C’est l’unique et le plus précieux souvenir que je veux garder de nous : la photo de notre mariage, toi si belle dans ta robe blanche, et moi un peu engoncé dans un costume que je n’ai pas l’habitude de porter, avec ce nœud papillon qui me mange le cou.

Comme nous avons l’air heureux ! Tu m’as abandonné il y a deux jours après ta maladie si brutale et fulgurante. Nous avons à peine eu le temps de réunir nos deux vies, que la mienne est déjà orpheline de toi, et que je suis brisé par le chagrin.

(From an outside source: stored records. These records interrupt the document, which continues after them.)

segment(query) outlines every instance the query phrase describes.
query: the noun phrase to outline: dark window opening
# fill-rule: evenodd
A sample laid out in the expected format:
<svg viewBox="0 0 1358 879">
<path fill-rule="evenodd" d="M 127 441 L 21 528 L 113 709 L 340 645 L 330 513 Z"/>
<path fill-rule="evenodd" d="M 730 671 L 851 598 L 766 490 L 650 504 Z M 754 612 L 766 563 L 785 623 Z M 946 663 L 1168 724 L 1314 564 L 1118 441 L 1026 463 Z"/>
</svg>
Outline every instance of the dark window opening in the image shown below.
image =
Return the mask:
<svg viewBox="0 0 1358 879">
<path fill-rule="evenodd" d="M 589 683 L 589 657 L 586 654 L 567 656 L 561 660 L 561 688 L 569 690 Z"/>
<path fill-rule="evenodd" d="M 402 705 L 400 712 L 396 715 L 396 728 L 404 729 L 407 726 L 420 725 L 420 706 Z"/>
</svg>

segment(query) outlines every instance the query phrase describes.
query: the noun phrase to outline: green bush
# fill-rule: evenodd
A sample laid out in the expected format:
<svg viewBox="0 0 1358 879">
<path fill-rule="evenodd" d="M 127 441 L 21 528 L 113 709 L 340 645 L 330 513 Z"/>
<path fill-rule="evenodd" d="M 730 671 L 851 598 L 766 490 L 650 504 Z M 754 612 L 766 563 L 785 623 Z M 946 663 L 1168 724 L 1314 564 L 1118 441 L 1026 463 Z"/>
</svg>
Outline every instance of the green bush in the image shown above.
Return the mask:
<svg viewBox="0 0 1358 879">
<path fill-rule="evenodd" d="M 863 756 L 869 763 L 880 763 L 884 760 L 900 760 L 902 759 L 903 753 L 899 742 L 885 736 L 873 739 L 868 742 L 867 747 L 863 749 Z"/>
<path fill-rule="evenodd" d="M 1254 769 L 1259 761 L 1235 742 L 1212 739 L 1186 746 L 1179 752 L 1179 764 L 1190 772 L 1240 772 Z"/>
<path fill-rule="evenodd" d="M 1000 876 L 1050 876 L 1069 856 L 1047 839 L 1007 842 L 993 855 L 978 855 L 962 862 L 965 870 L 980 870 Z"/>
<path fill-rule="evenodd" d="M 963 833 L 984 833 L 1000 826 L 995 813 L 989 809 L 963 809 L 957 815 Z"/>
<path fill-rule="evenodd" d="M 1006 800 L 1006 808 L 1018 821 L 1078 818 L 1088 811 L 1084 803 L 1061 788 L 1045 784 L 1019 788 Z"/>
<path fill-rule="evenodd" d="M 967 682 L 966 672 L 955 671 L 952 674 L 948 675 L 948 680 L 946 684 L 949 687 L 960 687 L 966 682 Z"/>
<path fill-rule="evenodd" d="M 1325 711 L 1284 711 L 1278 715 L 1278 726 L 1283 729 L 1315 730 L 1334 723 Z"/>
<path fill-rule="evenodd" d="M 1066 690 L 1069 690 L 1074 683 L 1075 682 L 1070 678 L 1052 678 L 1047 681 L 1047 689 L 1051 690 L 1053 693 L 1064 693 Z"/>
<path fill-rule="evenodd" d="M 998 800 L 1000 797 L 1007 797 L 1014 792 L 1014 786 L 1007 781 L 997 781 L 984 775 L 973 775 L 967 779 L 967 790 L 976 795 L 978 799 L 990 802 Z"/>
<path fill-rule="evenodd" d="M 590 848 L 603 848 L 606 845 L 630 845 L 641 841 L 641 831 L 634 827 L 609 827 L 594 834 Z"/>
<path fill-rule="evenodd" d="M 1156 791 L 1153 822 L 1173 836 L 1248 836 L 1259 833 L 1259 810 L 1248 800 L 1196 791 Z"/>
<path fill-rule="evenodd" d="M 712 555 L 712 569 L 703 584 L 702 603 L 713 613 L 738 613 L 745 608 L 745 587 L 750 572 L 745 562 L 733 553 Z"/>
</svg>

Je regarde ton visage apaisé et blanc dans cette chambre glacée du funérarium. Le piano de Chopin accompagne cet instant triste et profond mais donne de la sérénité aux souvenirs qui m’envahissent. Quel contraste entre la photo de notre bonheur que je viens de poser sur la petite table fleurie à côté de ton cercueil et ce moment de sombre recueillement. J'ai posé le cadre à côté de moi sur l’oreiller. J’ai passé mes deux nuits blanches à la maison à fixer cette photo. Un rayon de lune est même venu un court instant se refléter sur le verre cette nuit, comme un signe de toi. Mon cœur, mon amour, que je suis malheureux !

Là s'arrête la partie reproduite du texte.